Sembra che la SEI abbia deciso di porre in stand-by il progetto per la realizzazione della centrale a carbone “pulito” di Saline. L’investimento di quasi un miliardo di euro, esclusivamente privato, si basava su oggettive convenienze logistiche: adiacenza con la rete stradale e ferroviaria, presenza del porto proprio a ridosso dell’infrastruttura, breve distanza – circa 30 Km – dallo snodo elettrico su cui convogliare l’energia prodotta. La ricaduta occupazionale sarebbe stata di circa 800 unità in corso di realizzazione e di 400 a regime di produzione. Il prezzo da pagare per il territorio sarebbe stato relativamente limitato (per approfondimenti in merito vai a www.diarioreggino.it nella categoria “città libera” al pezzo del 4 luglio 2008) e comunque lo stesso che in altre parti d’Europa si sarebbe ben felici di pagare. Nonostante questo, dopo la netta opposizione della Regione Calabria per bocca dell’assessore alle Attività produttive Francesco Sulla, ecco il laconico comunicato in cui la SEI afferma di aver chiesto la sospensione della procedura di valutazione di impatto ambientale e dell’iter autorizzativo per il suo progetto.

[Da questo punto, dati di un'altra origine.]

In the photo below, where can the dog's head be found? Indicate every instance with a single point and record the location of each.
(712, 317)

Un’opposizione pre-giudicata e insuscettibile di modifiche: la Regione Calabria è interessata a un progetto di riqualificazione dell’area ex-liquichimica in un’ottica turistica.
Un interesse nato dopo quasi quaranta anni di assoluto disinteresse e maturatosi proprio quando compare un progetto che, pur con i suoi inevitabili ma tutto sommato relativi costi ambientali, è comunque l’unico che si sarebbe certamente realizzato. Tutto il resto sono parole, solo parole: che hanno illuso e continueranno a illudere; che hanno prodotto e continueranno a produrre disoccupazione; mentre gli scheletri del miraggio industriale resteranno a testimoniare il fallimento della nostra classe politica regionale, intenta solo agli schemi di potere e lontana anni luce dai veri interessi della nostra Provincia; mentre la ciminiera, muta di fumi, resterà lì dov’è per tanti altri lustri a icona del potere lontano e inattingibile.

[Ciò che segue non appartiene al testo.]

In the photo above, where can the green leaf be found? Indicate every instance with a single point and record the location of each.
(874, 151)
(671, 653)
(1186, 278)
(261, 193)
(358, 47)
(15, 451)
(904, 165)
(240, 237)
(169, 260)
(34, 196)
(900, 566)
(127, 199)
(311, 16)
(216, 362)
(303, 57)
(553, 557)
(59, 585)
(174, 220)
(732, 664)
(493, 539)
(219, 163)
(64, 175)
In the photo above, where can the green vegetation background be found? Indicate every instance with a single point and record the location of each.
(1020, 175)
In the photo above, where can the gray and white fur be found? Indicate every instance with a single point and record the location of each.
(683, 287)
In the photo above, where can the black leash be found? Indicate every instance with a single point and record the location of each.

Kurt Lewin nel 1926, trasponendo in psicologia il secondo principio della termodinamica di Maxwell, affermò che i bisogni dell’osservatore organizzano il campo di osservazione. In altri termini, Lewin disse che l’attività cognitiva è improntata al problem solving e che, di conseguenza, un insieme viene letto o percepito con significati diversi a seconda degli obiettivi o delle necessità dell’osservatore.
Ciò premesso, è indubbio che a Reggio e Provincia vi sia un enorme problema da risolvere, quello della rimozione e/o riqualificazione di quel monumento alla malapolitica rappresentato dagli scheletri industriali di Saline; che si senta la necessità di diversificare i programmi di sviluppo, che non possono essere legati al solo turismo ma devono anche comprendere quelle attività primarie, come agricoltura e artigianato e piccola/media industria, in grado si assicurare un buon ammortizzatore in periodi di crisi; che sostanzialmente si tenda all’obiettivo di una quasi completa occupazione giovanile in attività lecite che assicuri benessere e tranquillità sociale; che per Saline non era stato presentato, prima di quello SEI, nessun progetto credibile.

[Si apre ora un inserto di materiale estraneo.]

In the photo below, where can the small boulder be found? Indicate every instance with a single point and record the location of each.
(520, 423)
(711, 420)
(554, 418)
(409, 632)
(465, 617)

La Questione Saline, “campo di osservazione”, si sarebbe dovuta valutare, “organizzare”, in base alle succitate proposizioni, “bisogni dell’osservatore”, e non in base a pur corrette valutazioni ambientali. Tutto ha un prezzo, tutto si deve pagare: solo un etico compromesso assicura la soluzione dei problemi sociali. Se l’attività cognitiva dei nostri amministratori fosse stata orientata al problem solving, non si sarebbe affrontato in maniera così integralista il problema della riqualificazione di Saline: si sarebbero valutati i pro e i contro dei vari progetti, giudicando anche in ragione della loro concreta realizzazione. Ma sembra che i nostri amministratori non siano tra i frequentatori di Kurt Lewin.